• /
  • /
Automating Sales Forecasting for New Products
Introducing new items into a retail assortment is a challenge familiar to both manufacturers and retailers. Retailers, with their vast volumes of data, can estimate sales of new products based on their characteristics. Yet this process is slow, labor‑intensive, and only partially automated, requiring analysts to manually gather statistics on similar products or categories. This article outlines a method for automating the estimation of future sales for products with no historical data.
Cold‑Start Forecasting Using Traditional Methods
When a product has no sales history, the forecasting task is known as the cold start problem. In such cases, analysts rely on general product attributes such as category, weight, and price.

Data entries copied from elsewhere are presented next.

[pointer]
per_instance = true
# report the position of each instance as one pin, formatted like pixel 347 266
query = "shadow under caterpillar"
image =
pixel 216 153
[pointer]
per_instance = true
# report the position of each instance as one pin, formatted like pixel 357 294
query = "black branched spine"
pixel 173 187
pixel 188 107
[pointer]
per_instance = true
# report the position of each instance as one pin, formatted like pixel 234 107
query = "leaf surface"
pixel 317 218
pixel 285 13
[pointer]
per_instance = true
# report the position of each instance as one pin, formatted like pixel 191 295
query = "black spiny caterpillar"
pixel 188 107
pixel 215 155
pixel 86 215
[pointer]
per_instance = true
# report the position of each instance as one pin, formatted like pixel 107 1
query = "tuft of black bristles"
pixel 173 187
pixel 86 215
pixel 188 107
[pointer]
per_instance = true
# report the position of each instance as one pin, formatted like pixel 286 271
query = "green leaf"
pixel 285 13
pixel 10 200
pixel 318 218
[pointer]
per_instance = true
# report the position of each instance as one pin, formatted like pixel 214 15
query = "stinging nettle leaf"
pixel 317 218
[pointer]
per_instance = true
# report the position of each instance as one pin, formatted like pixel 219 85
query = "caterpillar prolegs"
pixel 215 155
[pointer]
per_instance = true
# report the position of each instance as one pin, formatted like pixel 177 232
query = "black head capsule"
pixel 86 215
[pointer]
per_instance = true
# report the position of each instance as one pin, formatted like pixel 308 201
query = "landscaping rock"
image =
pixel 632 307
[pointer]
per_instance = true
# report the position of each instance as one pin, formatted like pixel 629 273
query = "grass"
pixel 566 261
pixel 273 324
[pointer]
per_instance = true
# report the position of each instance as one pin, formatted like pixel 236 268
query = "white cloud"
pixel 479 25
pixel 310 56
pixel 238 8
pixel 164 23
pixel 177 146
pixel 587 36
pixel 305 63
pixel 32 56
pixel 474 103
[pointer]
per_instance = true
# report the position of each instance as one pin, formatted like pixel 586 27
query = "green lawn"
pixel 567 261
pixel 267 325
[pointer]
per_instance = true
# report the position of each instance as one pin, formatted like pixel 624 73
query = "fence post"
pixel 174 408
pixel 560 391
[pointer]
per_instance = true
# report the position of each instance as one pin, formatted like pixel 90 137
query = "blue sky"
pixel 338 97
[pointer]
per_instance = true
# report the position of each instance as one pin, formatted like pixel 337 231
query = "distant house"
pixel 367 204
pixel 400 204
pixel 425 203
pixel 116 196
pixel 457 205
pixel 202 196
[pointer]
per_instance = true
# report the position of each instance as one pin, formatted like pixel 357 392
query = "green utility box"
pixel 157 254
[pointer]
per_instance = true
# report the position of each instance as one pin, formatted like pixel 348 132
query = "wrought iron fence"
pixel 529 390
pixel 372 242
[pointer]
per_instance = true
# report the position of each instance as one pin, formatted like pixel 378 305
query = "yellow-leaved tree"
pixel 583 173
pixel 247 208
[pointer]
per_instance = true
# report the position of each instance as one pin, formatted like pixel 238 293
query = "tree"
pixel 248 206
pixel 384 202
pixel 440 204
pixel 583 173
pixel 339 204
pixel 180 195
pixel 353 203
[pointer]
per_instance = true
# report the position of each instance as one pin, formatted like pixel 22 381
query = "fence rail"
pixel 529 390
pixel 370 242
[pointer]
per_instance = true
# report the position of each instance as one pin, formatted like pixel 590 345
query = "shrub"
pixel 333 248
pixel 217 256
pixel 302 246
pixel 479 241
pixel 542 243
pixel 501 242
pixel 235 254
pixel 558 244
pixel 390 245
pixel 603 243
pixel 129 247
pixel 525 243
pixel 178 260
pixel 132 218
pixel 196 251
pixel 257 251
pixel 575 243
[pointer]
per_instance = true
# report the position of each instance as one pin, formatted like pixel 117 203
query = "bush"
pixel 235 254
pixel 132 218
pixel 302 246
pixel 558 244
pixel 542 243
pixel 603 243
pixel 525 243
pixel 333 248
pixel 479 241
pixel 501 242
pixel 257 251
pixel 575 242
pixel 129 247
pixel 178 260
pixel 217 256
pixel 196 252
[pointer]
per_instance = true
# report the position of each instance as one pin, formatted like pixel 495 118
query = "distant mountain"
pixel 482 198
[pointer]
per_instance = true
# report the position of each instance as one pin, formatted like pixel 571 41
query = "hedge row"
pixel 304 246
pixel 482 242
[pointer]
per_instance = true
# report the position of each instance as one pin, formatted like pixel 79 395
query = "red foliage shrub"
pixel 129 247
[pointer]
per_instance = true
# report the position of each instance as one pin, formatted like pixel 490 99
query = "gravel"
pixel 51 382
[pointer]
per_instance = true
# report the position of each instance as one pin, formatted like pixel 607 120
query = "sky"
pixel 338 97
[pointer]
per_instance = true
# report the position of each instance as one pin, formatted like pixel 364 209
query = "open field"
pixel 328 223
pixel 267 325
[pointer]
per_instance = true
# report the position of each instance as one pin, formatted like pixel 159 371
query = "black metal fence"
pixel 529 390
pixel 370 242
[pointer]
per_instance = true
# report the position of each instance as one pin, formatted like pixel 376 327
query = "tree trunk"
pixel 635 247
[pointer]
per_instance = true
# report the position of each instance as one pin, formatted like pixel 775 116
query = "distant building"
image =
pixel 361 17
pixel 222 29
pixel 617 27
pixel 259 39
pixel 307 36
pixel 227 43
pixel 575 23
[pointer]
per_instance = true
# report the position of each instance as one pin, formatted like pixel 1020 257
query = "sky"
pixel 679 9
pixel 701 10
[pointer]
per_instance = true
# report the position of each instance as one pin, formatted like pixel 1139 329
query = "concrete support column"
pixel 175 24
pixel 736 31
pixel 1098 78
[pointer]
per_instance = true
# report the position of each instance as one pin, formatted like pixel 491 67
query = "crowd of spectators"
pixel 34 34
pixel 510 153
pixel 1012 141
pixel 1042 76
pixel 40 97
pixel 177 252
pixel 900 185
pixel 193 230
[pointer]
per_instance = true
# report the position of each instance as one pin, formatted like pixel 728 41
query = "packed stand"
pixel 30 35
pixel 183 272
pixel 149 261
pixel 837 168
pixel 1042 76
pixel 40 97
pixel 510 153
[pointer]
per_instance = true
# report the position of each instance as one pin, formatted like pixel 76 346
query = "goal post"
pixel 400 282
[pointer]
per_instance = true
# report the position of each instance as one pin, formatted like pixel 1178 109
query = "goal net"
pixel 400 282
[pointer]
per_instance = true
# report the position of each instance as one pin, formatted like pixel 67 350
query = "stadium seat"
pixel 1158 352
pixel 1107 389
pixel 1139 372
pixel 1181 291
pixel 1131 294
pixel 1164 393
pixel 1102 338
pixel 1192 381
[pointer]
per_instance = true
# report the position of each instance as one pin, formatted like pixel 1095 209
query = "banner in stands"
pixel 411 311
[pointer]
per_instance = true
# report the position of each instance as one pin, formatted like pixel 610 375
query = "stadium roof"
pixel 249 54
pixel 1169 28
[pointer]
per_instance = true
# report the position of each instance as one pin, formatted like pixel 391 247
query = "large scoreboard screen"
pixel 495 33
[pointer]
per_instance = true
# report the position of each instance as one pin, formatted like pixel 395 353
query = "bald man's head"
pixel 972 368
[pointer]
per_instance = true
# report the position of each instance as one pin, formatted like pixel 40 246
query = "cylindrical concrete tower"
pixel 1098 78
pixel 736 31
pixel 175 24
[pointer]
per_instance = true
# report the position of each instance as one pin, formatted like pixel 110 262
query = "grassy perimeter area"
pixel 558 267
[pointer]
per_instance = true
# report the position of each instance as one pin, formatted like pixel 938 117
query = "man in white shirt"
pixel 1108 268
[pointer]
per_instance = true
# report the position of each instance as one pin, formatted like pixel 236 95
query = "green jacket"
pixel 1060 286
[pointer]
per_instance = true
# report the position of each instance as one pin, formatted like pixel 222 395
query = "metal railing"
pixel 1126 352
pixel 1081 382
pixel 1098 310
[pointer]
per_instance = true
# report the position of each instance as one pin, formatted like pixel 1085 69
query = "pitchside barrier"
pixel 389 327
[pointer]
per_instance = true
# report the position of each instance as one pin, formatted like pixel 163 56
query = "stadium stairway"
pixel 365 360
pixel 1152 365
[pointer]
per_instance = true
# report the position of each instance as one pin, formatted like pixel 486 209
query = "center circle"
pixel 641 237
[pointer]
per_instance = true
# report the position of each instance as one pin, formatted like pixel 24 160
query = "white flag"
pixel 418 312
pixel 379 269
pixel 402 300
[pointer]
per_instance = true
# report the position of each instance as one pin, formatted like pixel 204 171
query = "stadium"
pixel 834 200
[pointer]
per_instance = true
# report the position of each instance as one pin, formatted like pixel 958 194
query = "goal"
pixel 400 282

When introducing a new product to the market, retailers typically perform three key tasks:
  • Identifying similar products — usually done manually
  • Collecting sales statistics for these analogs
  • Estimating sales of the new product based on statistics and expert judgment
Below, we explore how this workflow can be automated using Natural Language Processing (NLP).
Machine Learning and Large Language Models as the Foundation
Machine learning (ML) and large language models (LLMs) can significantly streamline the process by automatically extracting product features from names and descriptions.

Step‑by‑Step Concept
  1. Feature generation: An LLM extracts structured attributes from product descriptions. These attributes can be predefined by the business (e.g., product group, price tier, weight).
  2. Automated analog search: Based on extracted attributes, the system retrieves sales data for similar products. This step can be fully automated by defining a data‑extraction pipeline.
  3. Sales statistics construction: The system builds aggregated statistics for analog products, including monthly demand and seasonality.
  4. Feature set formation: The extracted LLM features are combined with traditional aggregated metrics from similar products and categories.
  5. Forecast model creation: A machine learning model predicts demand for the new product.
  6. Business validation: Forecasts are adjusted using business rules such as minimum stock levels, logistics constraints, shelf‑space limits, and contractual obligations.
Solution Architecture
The full solution can be broken down into functional modules:
  • Data sources: product cards, sales history, promo history, planned promotions
  • LLM module: feature extraction
  • Analog search module
  • Forecasting module: ML model plus business rules
  • Interface: API or dashboard
Conclusion
Automating the introduction of new products is a major step toward more flexible and accurate assortment management. Machine learning enables retailers to react faster to market changes and reduce operational costs. As assortments grow and turnover accelerates, manual demand estimation becomes a bottleneck that limits scalability.

A fully automated system also unlocks additional benefits:
  • Scalability: the ability to process thousands of new products without expanding the analytics team
  • Process integration: automatic forecast delivery to ERP/CRM systems, procurement planning, and logistics
  • Adaptability: rapid re‑estimation of demand when descriptions, prices, or supply conditions change
  • Feedback loops: continuous improvement of model accuracy through accumulated forecast errors

Machine learning transforms product descriptions into structured features, automatically identifies relevant analogs, and builds demand forecasts that account for seasonality, pricing, and logistical constraints. This reduces reliance on expert judgment, minimizes human error, and accelerates the launch of new products.